You've ordered the flowers and you've got the dinner reservations -- but if you're going to pop the question on Valentine's Day, have you thought about the "pre-nup?"

30-year divorce attorney Hank Fields of Seattle is a member of the American Academy of Matrimonial Lawyers and coauthor of the book, "Divorce in Washington Made Simple." He says prenuptial agreements are becoming more common, and for good reason. They're a way to get people to talk about two topics often avoided: money and contingency plans.

The agreements can be helpful not just in cases of divorce, but if one spouse dies, especially if there are children from previous marriages. In either case, these agreements can also save money, by defining up-front what each person thinks is fair, rather than fighting it out later in court. Fields says with a positive approach, a "pre-nup" can be a kind and sensible agreement.

"It doesn't have to be a laying down the gauntlet of mistrust. And that's usually what the resistance to it is: 'You can't trust me? I'm not going to be fair?' It isn't necessarily about that."

Of course, this is not the kind of thing you introduce a week before the wedding. As with making a will, planning a prenuptial agreement takes time.

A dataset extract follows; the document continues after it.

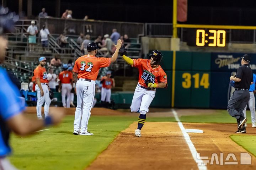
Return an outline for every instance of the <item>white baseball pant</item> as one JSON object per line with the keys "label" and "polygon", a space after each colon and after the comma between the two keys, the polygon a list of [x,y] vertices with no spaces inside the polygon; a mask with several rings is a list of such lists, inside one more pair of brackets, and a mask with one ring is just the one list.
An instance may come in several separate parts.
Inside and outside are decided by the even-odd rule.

"People have to know what the values of the assets and the debts are, and the incomes. And they have to have a sufficient amount of time to be able to think, and consider signing the agreement, before they do so."

Fields adds pre-nups aren't for everyone, but they're also not just for rich people. If you have property, debt, or children going into the marriage, it could be a useful planning tool for an always-uncertain future.